10 August 2010

Upper Town, Ibiza

Typically in Spain, an area has two names.  España is divided into seventeen autonomous communities, akin to states.  It dates back to before there was a unified Kingdom of Spain.  Each community was a separate kingdom or fiefdom, which in turn had their own dialect of Latin.  The most dominant, Castilian, evolved into what is now modern day Spanish.  Yet to this day, the many other dialects are given official status in their respective communities.

As part of the Balearic Islands, both Catalan and Spanish are spoken in Ibiza.  In fact, the official name of the island is Eivissa.  As a world premiere tourist destination and a significant ex-patriot community, most inhabitants speak also use English, German, and / or French.
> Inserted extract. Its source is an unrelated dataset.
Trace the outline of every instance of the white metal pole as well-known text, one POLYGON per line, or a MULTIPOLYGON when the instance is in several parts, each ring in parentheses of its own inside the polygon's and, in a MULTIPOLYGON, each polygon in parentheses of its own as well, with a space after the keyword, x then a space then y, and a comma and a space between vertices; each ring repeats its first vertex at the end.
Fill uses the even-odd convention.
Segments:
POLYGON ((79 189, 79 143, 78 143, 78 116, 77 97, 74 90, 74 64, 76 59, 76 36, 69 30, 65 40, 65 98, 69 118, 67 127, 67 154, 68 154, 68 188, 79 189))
Dalt Villa, Eivissa, España
Click photo to enlarge.

This is the entrance to Dalt Villa (Catalan for 'Upper Town') which is the oldest part of Ibiza Town.  Once the island was reconquered from the Moors by King James I of Aragon, the fortress was outfitted and a wall encircling the whole city was constructed and completed in the thirteen century.  The steeple of Santa Maria d'Eivissa can be seen in the upper left, the pinnacle of Dalt Villa constructed in the fourteen century.  I found it delightful to walk out of the drawbridge every morning to sit at a café and drink in the shade.  After a long night out, it felt save to sleep in a town that had its own fortress walls.

(Ibiza is located in the Mediterranian Sea, off the eastern coast of Spain. Here's a map.  Ibiza is the westernmost island.)


  1. Cool. The pic reminds me of Cagliari in Sardegna... Gotta love city walls.